The conductor picked up the small hillock of coins from the seat in front of me, grabbed my ticket, returned me the 100-rupee note and rang the bell, thus halting the bus with a loud screech and making the standing passengers fall on top of one another. “Get out,” he said.

“I will not,” I said, feeling in a slightly defiant mood.

A gentleman sitting next to me said: “Why don’t you get out so that the bus can get moving. You are delaying everybody.”

Another gentleman from the back reciprocated his sentiment (come to think of it, I do not think either of them were gentlemen).

“If you people do not mind conductors bullying you and passing all their unwanted loose change on you that is your affair,” I said. “I refuse to accept change. For all we know, he is selling our 100-rupee notes in black.”

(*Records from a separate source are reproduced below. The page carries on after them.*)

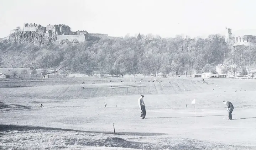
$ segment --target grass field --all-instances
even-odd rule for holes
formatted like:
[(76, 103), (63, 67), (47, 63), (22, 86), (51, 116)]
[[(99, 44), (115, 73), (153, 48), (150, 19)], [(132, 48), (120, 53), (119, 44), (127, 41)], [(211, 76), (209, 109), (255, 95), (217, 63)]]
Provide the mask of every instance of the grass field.
[[(0, 79), (0, 87), (24, 87), (0, 88), (0, 148), (256, 148), (256, 80), (153, 79)], [(224, 100), (233, 120), (223, 119)]]

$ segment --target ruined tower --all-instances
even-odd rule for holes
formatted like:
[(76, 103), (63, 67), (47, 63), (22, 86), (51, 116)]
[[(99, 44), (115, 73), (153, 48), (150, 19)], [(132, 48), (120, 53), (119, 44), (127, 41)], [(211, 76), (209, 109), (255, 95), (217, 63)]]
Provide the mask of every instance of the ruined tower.
[(225, 32), (225, 41), (227, 42), (232, 39), (232, 33), (231, 32), (231, 29), (227, 28), (226, 27)]

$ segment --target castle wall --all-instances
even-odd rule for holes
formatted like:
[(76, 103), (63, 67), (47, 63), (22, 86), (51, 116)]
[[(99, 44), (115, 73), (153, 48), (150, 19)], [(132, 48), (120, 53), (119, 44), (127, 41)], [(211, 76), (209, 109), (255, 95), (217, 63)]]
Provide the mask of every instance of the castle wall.
[(69, 35), (70, 28), (67, 26), (61, 26), (59, 27), (61, 35)]
[(85, 36), (83, 34), (69, 35), (62, 35), (57, 36), (57, 39), (58, 41), (59, 41), (64, 39), (67, 39), (70, 42), (72, 39), (76, 39), (79, 42), (84, 42), (85, 41)]
[(100, 38), (105, 38), (108, 37), (107, 34), (89, 34), (89, 35), (90, 35), (91, 36), (93, 36), (94, 37), (97, 37)]
[(37, 28), (36, 27), (25, 27), (23, 28), (24, 31), (36, 32)]

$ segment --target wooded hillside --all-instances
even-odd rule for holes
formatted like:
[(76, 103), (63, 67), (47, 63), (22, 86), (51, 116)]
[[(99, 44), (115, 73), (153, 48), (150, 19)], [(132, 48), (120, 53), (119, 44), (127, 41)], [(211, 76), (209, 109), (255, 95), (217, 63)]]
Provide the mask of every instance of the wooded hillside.
[(156, 71), (180, 74), (192, 69), (200, 73), (219, 64), (244, 67), (255, 66), (256, 62), (254, 46), (234, 47), (219, 34), (205, 39), (139, 34), (74, 44), (55, 42), (41, 47), (30, 43), (2, 42), (0, 53), (1, 67), (63, 67), (73, 73), (121, 75)]

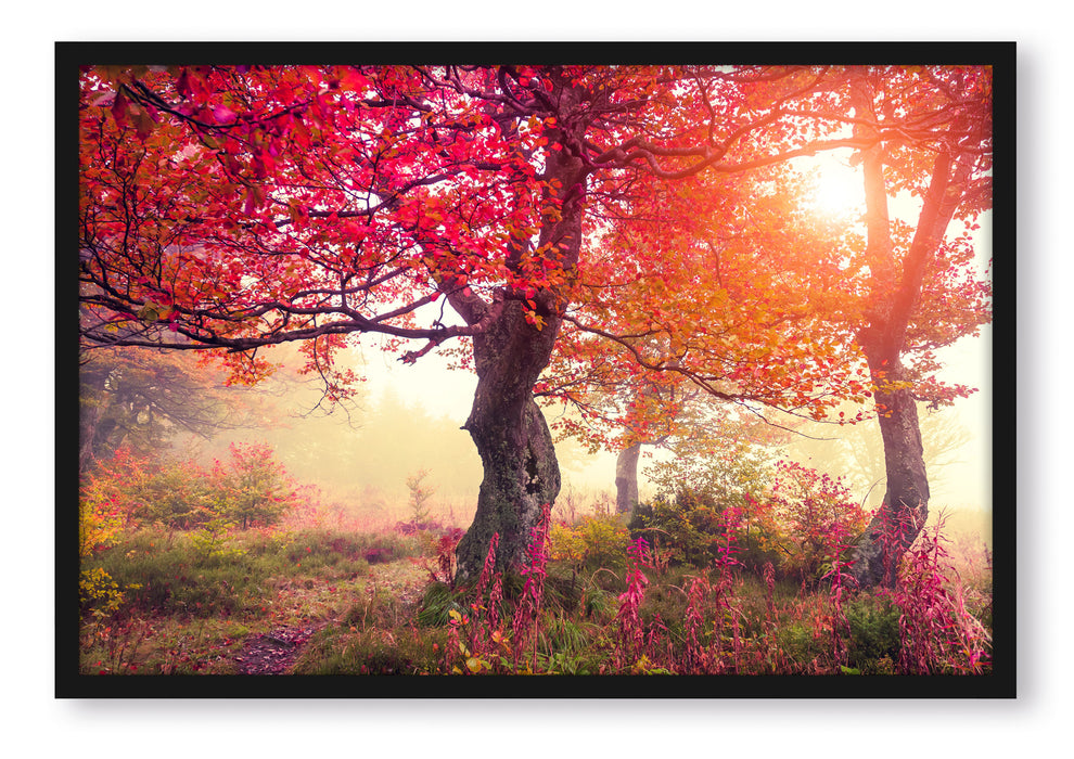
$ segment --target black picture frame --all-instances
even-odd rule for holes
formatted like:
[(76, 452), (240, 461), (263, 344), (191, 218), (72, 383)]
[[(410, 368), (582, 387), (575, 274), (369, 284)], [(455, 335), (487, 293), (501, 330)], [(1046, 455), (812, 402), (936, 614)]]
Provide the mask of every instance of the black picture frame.
[[(994, 67), (994, 661), (980, 677), (251, 677), (78, 673), (78, 70), (81, 65), (292, 63), (729, 63)], [(55, 44), (57, 698), (1013, 698), (1015, 661), (1015, 61), (1013, 42), (77, 42)], [(1010, 430), (1010, 434), (1007, 434)]]

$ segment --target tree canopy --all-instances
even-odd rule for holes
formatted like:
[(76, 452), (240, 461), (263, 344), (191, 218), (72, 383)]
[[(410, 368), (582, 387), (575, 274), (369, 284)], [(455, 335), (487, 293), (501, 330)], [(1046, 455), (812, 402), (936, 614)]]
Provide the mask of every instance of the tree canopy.
[[(990, 202), (989, 107), (981, 66), (88, 67), (82, 343), (214, 350), (253, 383), (299, 342), (343, 398), (347, 339), (412, 362), (469, 338), (485, 484), (460, 571), (493, 532), (510, 564), (559, 491), (535, 390), (626, 397), (598, 415), (635, 436), (667, 417), (653, 388), (815, 417), (968, 391), (931, 350), (987, 319), (945, 235)], [(810, 218), (789, 163), (839, 149), (865, 235)], [(916, 228), (881, 214), (898, 191)]]

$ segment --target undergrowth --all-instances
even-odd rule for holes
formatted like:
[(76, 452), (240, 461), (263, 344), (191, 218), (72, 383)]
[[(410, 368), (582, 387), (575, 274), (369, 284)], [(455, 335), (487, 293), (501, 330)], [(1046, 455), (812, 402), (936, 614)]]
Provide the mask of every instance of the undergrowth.
[(990, 557), (971, 565), (938, 529), (895, 588), (858, 591), (838, 561), (822, 582), (744, 567), (730, 530), (704, 564), (669, 562), (614, 518), (565, 532), (546, 511), (521, 571), (494, 569), (494, 538), (469, 587), (448, 562), (458, 532), (119, 531), (82, 561), (80, 668), (234, 673), (253, 636), (304, 625), (301, 674), (990, 671)]

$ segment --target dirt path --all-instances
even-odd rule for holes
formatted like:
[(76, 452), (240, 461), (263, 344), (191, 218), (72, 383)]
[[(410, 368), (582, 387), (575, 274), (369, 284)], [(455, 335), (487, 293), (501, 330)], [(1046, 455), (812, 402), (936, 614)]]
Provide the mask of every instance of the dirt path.
[(255, 635), (234, 657), (239, 674), (286, 674), (303, 645), (320, 627), (286, 627)]

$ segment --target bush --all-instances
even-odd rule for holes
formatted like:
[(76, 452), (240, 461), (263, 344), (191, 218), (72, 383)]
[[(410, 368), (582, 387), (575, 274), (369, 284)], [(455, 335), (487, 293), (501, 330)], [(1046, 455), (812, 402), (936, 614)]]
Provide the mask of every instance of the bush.
[(843, 612), (851, 628), (847, 664), (862, 674), (890, 673), (899, 654), (898, 608), (890, 599), (862, 593)]
[(190, 460), (157, 461), (120, 449), (82, 481), (82, 553), (141, 519), (179, 530), (216, 519), (270, 526), (308, 501), (268, 446), (232, 445), (230, 460), (216, 461), (210, 472)]
[(553, 524), (550, 536), (552, 559), (579, 568), (622, 567), (629, 544), (630, 532), (614, 514), (584, 516), (574, 525)]
[(674, 499), (657, 496), (638, 504), (628, 528), (631, 539), (643, 537), (654, 549), (668, 551), (672, 563), (704, 567), (721, 555), (728, 525), (713, 496), (682, 488)]

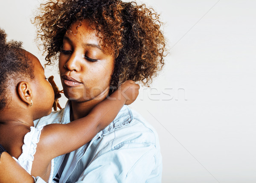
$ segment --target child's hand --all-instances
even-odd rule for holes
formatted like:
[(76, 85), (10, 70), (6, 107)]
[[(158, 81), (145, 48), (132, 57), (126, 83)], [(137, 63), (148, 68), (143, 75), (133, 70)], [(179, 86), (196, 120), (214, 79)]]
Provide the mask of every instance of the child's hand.
[(139, 95), (140, 85), (132, 80), (128, 80), (118, 88), (121, 94), (126, 99), (125, 104), (129, 105), (137, 98)]

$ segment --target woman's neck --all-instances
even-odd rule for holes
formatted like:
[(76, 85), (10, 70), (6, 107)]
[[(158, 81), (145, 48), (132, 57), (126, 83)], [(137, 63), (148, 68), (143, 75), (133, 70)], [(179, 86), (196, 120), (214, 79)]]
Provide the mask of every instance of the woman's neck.
[(80, 102), (71, 101), (70, 121), (72, 121), (87, 116), (93, 108), (106, 99), (109, 91), (109, 90), (105, 90), (97, 97), (88, 101)]

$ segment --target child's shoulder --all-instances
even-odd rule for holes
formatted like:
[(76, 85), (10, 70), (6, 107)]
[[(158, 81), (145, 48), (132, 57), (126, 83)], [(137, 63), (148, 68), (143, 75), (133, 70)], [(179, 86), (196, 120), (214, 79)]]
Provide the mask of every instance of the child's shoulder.
[(35, 120), (35, 126), (38, 128), (52, 123), (61, 123), (64, 109), (64, 108), (57, 111), (52, 112), (49, 115)]
[(24, 144), (24, 137), (30, 131), (27, 127), (22, 125), (7, 126), (1, 132), (0, 143), (6, 148), (11, 156), (17, 159), (22, 153), (22, 146)]

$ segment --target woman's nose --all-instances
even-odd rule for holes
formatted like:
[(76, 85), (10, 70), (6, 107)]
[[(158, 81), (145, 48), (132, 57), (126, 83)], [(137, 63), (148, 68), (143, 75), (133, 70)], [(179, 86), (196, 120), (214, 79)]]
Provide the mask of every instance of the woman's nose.
[(64, 66), (69, 70), (79, 72), (80, 70), (79, 60), (81, 60), (81, 58), (78, 54), (76, 54), (76, 52), (73, 52), (64, 65)]

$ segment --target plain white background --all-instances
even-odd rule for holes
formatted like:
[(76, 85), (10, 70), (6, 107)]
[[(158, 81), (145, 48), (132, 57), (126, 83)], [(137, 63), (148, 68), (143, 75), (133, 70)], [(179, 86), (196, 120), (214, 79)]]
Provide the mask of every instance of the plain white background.
[[(158, 133), (162, 182), (256, 182), (256, 2), (137, 2), (160, 14), (170, 53), (131, 106)], [(2, 0), (0, 27), (44, 64), (30, 21), (39, 4)]]

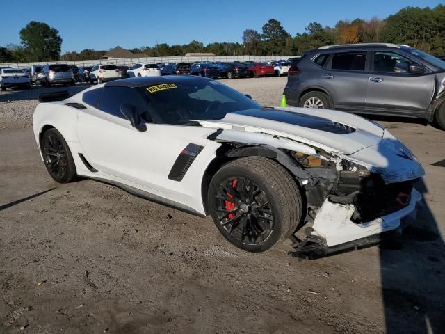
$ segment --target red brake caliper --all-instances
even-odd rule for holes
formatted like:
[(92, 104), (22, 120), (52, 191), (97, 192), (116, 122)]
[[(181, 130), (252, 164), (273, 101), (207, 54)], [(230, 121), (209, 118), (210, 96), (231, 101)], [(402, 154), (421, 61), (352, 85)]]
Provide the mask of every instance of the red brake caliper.
[[(232, 182), (230, 182), (230, 186), (232, 186), (234, 189), (236, 188), (236, 183), (238, 182), (237, 180), (234, 180)], [(233, 198), (234, 196), (232, 193), (227, 193), (227, 196), (230, 198)], [(236, 208), (236, 205), (235, 203), (232, 203), (232, 202), (229, 202), (228, 200), (225, 201), (225, 209), (228, 211), (233, 211)], [(234, 212), (231, 212), (229, 214), (229, 219), (233, 219), (235, 216)]]

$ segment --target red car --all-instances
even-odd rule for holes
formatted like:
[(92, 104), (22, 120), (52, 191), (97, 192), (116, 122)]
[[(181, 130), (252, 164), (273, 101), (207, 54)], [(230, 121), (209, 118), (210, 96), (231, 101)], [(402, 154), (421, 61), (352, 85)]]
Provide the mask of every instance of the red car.
[(249, 72), (254, 78), (258, 77), (273, 76), (275, 74), (273, 66), (266, 63), (254, 63), (249, 67)]

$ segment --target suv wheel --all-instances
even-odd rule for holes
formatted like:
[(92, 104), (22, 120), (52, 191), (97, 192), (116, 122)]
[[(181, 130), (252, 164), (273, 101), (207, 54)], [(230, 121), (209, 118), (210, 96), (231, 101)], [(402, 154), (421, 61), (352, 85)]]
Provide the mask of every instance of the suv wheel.
[(332, 108), (329, 97), (324, 93), (309, 92), (300, 99), (300, 106), (302, 108), (329, 109)]

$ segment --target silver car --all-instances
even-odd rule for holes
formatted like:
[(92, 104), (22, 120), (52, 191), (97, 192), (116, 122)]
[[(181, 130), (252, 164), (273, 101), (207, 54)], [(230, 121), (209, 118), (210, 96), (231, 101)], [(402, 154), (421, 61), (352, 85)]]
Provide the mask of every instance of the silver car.
[(35, 84), (38, 80), (38, 75), (43, 70), (43, 65), (33, 65), (31, 67), (31, 83)]
[(49, 87), (58, 84), (75, 84), (72, 70), (66, 64), (45, 65), (42, 73), (43, 76), (39, 78), (42, 86)]

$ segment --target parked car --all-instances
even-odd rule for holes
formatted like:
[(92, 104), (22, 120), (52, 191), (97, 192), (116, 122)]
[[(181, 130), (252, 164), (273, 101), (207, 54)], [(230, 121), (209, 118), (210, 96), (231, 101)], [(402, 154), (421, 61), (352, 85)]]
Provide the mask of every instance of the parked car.
[(23, 70), (19, 68), (2, 68), (0, 70), (0, 88), (23, 87), (31, 88), (29, 77)]
[(415, 218), (425, 172), (387, 129), (331, 110), (266, 109), (216, 84), (171, 75), (41, 95), (33, 127), (49, 175), (211, 215), (250, 252), (296, 232), (298, 256), (357, 249)]
[(160, 77), (161, 70), (154, 63), (136, 63), (127, 71), (129, 77)]
[(125, 66), (124, 65), (118, 65), (118, 70), (119, 72), (119, 74), (120, 75), (121, 79), (128, 78), (130, 77), (127, 73), (129, 68), (130, 68), (129, 66)]
[(178, 63), (177, 69), (179, 71), (178, 74), (190, 74), (190, 63)]
[(42, 86), (47, 87), (58, 84), (72, 86), (75, 84), (72, 70), (66, 64), (45, 65), (43, 67), (42, 74), (38, 79)]
[(181, 72), (178, 70), (177, 64), (168, 64), (164, 66), (164, 67), (161, 71), (161, 74), (162, 75), (174, 75), (180, 74)]
[(271, 77), (275, 74), (273, 66), (267, 63), (254, 63), (248, 69), (252, 77)]
[(72, 70), (72, 74), (74, 74), (74, 78), (76, 78), (76, 74), (77, 74), (77, 72), (79, 71), (79, 67), (75, 65), (70, 65), (70, 67), (71, 70)]
[(120, 79), (120, 73), (115, 65), (96, 65), (90, 72), (90, 82), (102, 84), (118, 79)]
[(282, 75), (287, 75), (287, 72), (291, 67), (291, 63), (286, 61), (273, 63), (270, 64), (273, 66), (275, 77), (281, 77)]
[(305, 108), (435, 119), (445, 129), (445, 62), (405, 45), (336, 45), (292, 64), (287, 103)]
[(212, 63), (195, 63), (190, 67), (190, 74), (218, 79), (220, 77), (220, 70)]
[(79, 82), (90, 82), (90, 72), (92, 66), (79, 67), (77, 74), (74, 76), (76, 81)]
[(219, 63), (217, 65), (222, 78), (245, 78), (248, 67), (241, 63)]
[[(37, 84), (38, 82), (38, 75), (43, 70), (43, 65), (33, 65), (31, 67), (31, 83)], [(40, 76), (41, 77), (41, 76)]]

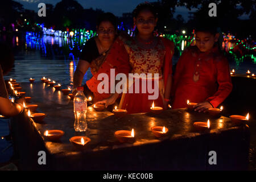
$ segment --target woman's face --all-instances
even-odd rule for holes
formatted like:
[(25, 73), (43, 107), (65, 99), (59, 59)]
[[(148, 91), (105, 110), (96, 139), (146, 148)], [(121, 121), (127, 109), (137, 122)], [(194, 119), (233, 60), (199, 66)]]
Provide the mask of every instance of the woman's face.
[(111, 43), (115, 39), (116, 30), (110, 22), (102, 22), (97, 27), (97, 32), (100, 41), (105, 43)]
[(218, 34), (215, 35), (204, 32), (196, 32), (196, 44), (201, 52), (207, 52), (213, 47), (216, 42), (218, 41)]
[(137, 17), (134, 18), (139, 33), (142, 35), (149, 35), (153, 32), (156, 26), (158, 18), (149, 10), (141, 11)]

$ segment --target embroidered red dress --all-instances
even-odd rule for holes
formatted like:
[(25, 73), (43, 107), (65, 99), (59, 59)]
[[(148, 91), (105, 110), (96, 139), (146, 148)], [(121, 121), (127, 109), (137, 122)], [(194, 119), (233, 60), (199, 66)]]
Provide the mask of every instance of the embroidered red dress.
[[(172, 73), (172, 57), (174, 52), (174, 43), (166, 39), (156, 37), (155, 44), (150, 48), (144, 48), (140, 47), (136, 42), (135, 39), (126, 42), (125, 46), (129, 55), (129, 62), (131, 67), (130, 73), (151, 73), (152, 77), (155, 73), (159, 74), (158, 97), (153, 100), (148, 99), (150, 93), (147, 89), (144, 93), (142, 93), (142, 79), (139, 78), (139, 93), (135, 93), (135, 82), (133, 83), (133, 93), (127, 90), (127, 93), (123, 93), (120, 107), (126, 109), (128, 113), (137, 113), (148, 112), (153, 101), (155, 106), (163, 107), (163, 94), (164, 87), (168, 75)], [(129, 77), (130, 78), (130, 77)], [(147, 81), (148, 77), (146, 78)], [(154, 80), (150, 79), (154, 88)], [(145, 86), (143, 85), (144, 86)], [(131, 85), (130, 85), (131, 86)], [(128, 86), (130, 88), (130, 86)]]
[(186, 107), (188, 100), (208, 101), (216, 107), (233, 86), (228, 60), (217, 46), (208, 52), (201, 52), (196, 46), (187, 48), (178, 61), (174, 80), (173, 109)]

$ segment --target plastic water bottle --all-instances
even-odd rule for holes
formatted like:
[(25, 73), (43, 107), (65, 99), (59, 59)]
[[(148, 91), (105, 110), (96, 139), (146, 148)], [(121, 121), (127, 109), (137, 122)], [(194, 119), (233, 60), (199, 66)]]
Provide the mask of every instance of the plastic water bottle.
[(86, 121), (87, 113), (87, 98), (84, 94), (84, 87), (77, 87), (77, 93), (74, 97), (74, 129), (76, 131), (85, 131), (87, 130)]

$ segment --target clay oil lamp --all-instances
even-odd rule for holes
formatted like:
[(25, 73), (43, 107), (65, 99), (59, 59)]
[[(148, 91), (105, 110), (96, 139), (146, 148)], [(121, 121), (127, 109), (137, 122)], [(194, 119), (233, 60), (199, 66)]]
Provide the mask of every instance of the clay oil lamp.
[(246, 121), (249, 120), (249, 114), (247, 114), (246, 117), (240, 115), (232, 115), (229, 117), (231, 121), (236, 124), (246, 123)]
[(60, 89), (60, 87), (61, 87), (61, 85), (58, 84), (57, 85), (54, 85), (53, 87), (55, 88), (55, 89), (59, 90)]
[(50, 86), (53, 86), (53, 85), (55, 84), (55, 83), (56, 83), (56, 82), (54, 80), (53, 80), (52, 81), (48, 82), (48, 84), (49, 85), (50, 85)]
[(92, 104), (92, 97), (89, 97), (89, 98), (87, 99), (87, 105), (90, 106)]
[(195, 103), (195, 102), (190, 102), (189, 100), (188, 100), (187, 101), (187, 104), (188, 106), (188, 109), (190, 110), (193, 110), (194, 108), (193, 108), (193, 106), (195, 106), (197, 104), (197, 103)]
[(117, 106), (115, 106), (115, 109), (113, 110), (113, 113), (116, 117), (121, 117), (127, 114), (127, 110), (117, 109)]
[(210, 128), (210, 120), (208, 119), (207, 122), (195, 122), (193, 125), (196, 130), (199, 131), (204, 131)]
[(31, 112), (34, 112), (38, 108), (38, 105), (36, 104), (26, 105), (25, 103), (23, 102), (23, 107), (25, 109), (30, 110)]
[(251, 72), (250, 72), (250, 70), (248, 69), (248, 71), (246, 72), (246, 75), (251, 75)]
[(152, 104), (152, 107), (150, 107), (150, 111), (154, 114), (160, 114), (163, 111), (163, 109), (161, 107), (155, 107), (155, 104)]
[(44, 113), (34, 113), (31, 114), (30, 110), (27, 113), (27, 115), (31, 118), (36, 123), (40, 123), (43, 121), (43, 119), (46, 117), (46, 114)]
[(30, 82), (31, 84), (34, 83), (34, 82), (35, 81), (35, 79), (33, 79), (32, 78), (30, 78), (30, 80), (28, 80)]
[(57, 141), (59, 140), (64, 134), (65, 133), (62, 130), (51, 130), (44, 131), (44, 135), (49, 140)]
[(156, 137), (161, 137), (164, 136), (168, 132), (168, 129), (164, 126), (153, 126), (151, 127), (151, 131)]
[(221, 106), (220, 109), (218, 108), (209, 108), (208, 109), (208, 113), (209, 114), (213, 117), (220, 117), (221, 112), (222, 111), (223, 107)]
[(46, 80), (47, 80), (47, 78), (46, 78), (45, 77), (43, 77), (43, 78), (41, 78), (41, 81), (43, 82), (45, 82)]
[(70, 88), (68, 88), (68, 89), (61, 89), (60, 90), (61, 90), (62, 93), (63, 93), (64, 95), (67, 95), (69, 93), (69, 92), (71, 91), (71, 89)]
[(30, 102), (31, 100), (31, 97), (25, 97), (24, 98), (26, 102)]
[(74, 95), (72, 93), (68, 94), (68, 97), (69, 97), (71, 100), (74, 99)]
[(86, 136), (75, 136), (69, 139), (69, 142), (78, 147), (84, 147), (90, 142), (90, 139)]
[(114, 133), (115, 136), (121, 143), (134, 142), (134, 130), (118, 130)]
[(105, 109), (105, 105), (104, 104), (97, 104), (97, 105), (93, 105), (93, 109), (94, 109), (94, 110), (96, 111), (102, 111), (102, 110), (104, 110)]
[(47, 80), (44, 81), (44, 82), (46, 84), (48, 84), (48, 82), (51, 82), (51, 79), (50, 78), (48, 78)]
[(14, 82), (16, 82), (16, 80), (15, 80), (15, 79), (13, 79), (13, 78), (10, 78), (10, 81), (11, 83), (14, 83)]
[(18, 86), (18, 87), (14, 87), (14, 90), (17, 90), (17, 92), (20, 92), (22, 89), (22, 88)]

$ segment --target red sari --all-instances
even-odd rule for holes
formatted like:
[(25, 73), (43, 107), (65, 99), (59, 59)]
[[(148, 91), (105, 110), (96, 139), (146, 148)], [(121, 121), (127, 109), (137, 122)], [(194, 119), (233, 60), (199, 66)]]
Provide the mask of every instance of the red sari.
[[(98, 59), (100, 59), (101, 57), (98, 58)], [(93, 93), (94, 102), (108, 98), (110, 96), (110, 90), (112, 89), (110, 82), (110, 69), (115, 69), (115, 76), (119, 73), (127, 74), (130, 70), (128, 54), (124, 47), (123, 42), (119, 37), (115, 39), (110, 49), (104, 59), (102, 63), (101, 63), (101, 61), (97, 61), (97, 59), (93, 61), (90, 65), (93, 77), (86, 81), (87, 86)], [(101, 80), (98, 80), (97, 77), (100, 73), (106, 73), (109, 77), (108, 93), (99, 93), (98, 92), (98, 85), (101, 82)]]
[[(123, 94), (119, 107), (126, 109), (129, 114), (149, 112), (153, 101), (155, 106), (163, 107), (163, 94), (166, 88), (167, 78), (172, 74), (172, 57), (174, 52), (173, 42), (163, 38), (158, 37), (155, 46), (145, 49), (140, 47), (134, 39), (125, 44), (129, 55), (129, 62), (131, 67), (131, 73), (158, 73), (159, 86), (158, 97), (154, 100), (149, 100), (148, 96), (152, 96), (147, 89), (146, 93), (142, 93), (142, 80), (140, 78), (139, 93), (128, 93)], [(153, 76), (154, 77), (154, 76)], [(148, 78), (146, 78), (147, 81)], [(154, 88), (154, 79), (152, 81)], [(133, 88), (135, 88), (133, 84)]]
[(173, 109), (187, 107), (187, 101), (209, 101), (217, 107), (232, 90), (229, 66), (217, 46), (201, 52), (194, 46), (187, 48), (177, 64), (172, 95)]

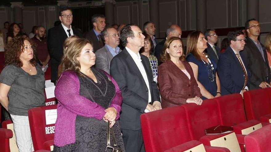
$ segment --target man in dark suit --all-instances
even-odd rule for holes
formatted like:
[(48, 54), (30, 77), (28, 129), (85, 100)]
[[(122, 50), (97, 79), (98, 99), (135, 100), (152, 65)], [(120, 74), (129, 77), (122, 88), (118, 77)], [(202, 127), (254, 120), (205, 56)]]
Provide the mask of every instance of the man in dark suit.
[(72, 10), (63, 8), (59, 12), (59, 19), (61, 23), (49, 29), (47, 39), (48, 50), (51, 57), (51, 81), (55, 82), (57, 79), (58, 66), (63, 56), (63, 43), (68, 37), (76, 35), (83, 37), (80, 31), (72, 28)]
[(270, 86), (270, 68), (265, 47), (258, 40), (261, 25), (253, 18), (245, 24), (248, 34), (246, 44), (241, 53), (248, 61), (248, 68), (251, 73), (250, 90)]
[(105, 17), (103, 15), (96, 14), (91, 17), (91, 20), (93, 29), (86, 33), (85, 37), (92, 42), (95, 53), (104, 45), (101, 32), (105, 27)]
[(221, 93), (223, 95), (240, 93), (242, 96), (249, 89), (250, 77), (245, 59), (239, 53), (244, 49), (245, 38), (242, 32), (235, 31), (229, 32), (228, 38), (230, 45), (220, 55), (217, 65)]
[[(167, 30), (166, 34), (166, 38), (157, 44), (154, 48), (154, 56), (157, 58), (158, 65), (162, 63), (161, 61), (161, 55), (163, 53), (163, 48), (166, 40), (172, 37), (178, 37), (180, 38), (182, 36), (182, 29), (179, 26), (173, 24)], [(185, 53), (184, 53), (185, 54)]]
[(110, 62), (113, 57), (122, 51), (118, 46), (119, 37), (115, 29), (109, 27), (102, 31), (102, 37), (105, 44), (95, 52), (95, 67), (110, 74)]
[(148, 59), (139, 53), (144, 45), (144, 38), (137, 25), (123, 27), (120, 38), (126, 47), (110, 64), (110, 74), (118, 83), (123, 98), (120, 123), (127, 152), (145, 151), (140, 115), (162, 108)]
[(210, 57), (217, 65), (220, 50), (220, 48), (215, 45), (217, 42), (217, 35), (214, 29), (208, 29), (204, 33), (204, 36), (207, 41), (208, 47), (205, 50)]

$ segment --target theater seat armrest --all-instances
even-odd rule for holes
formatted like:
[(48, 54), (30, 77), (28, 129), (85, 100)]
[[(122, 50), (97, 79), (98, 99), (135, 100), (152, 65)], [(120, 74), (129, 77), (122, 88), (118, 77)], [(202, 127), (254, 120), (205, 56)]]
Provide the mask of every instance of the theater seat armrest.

This made the conductor very angry and he threatened to have the entire bus drive to the Gamdevi police station. The other passengers persuaded them not to and made me get out of the bus. I got out, but only to uphold my principles.

So when I reached the office and the chief asked me why I was late, I explained that a conductor had made me walk because I did not have the appropriate fare.

“Strange,” said the chief, “I thought the coin-shortage problem had been solved.”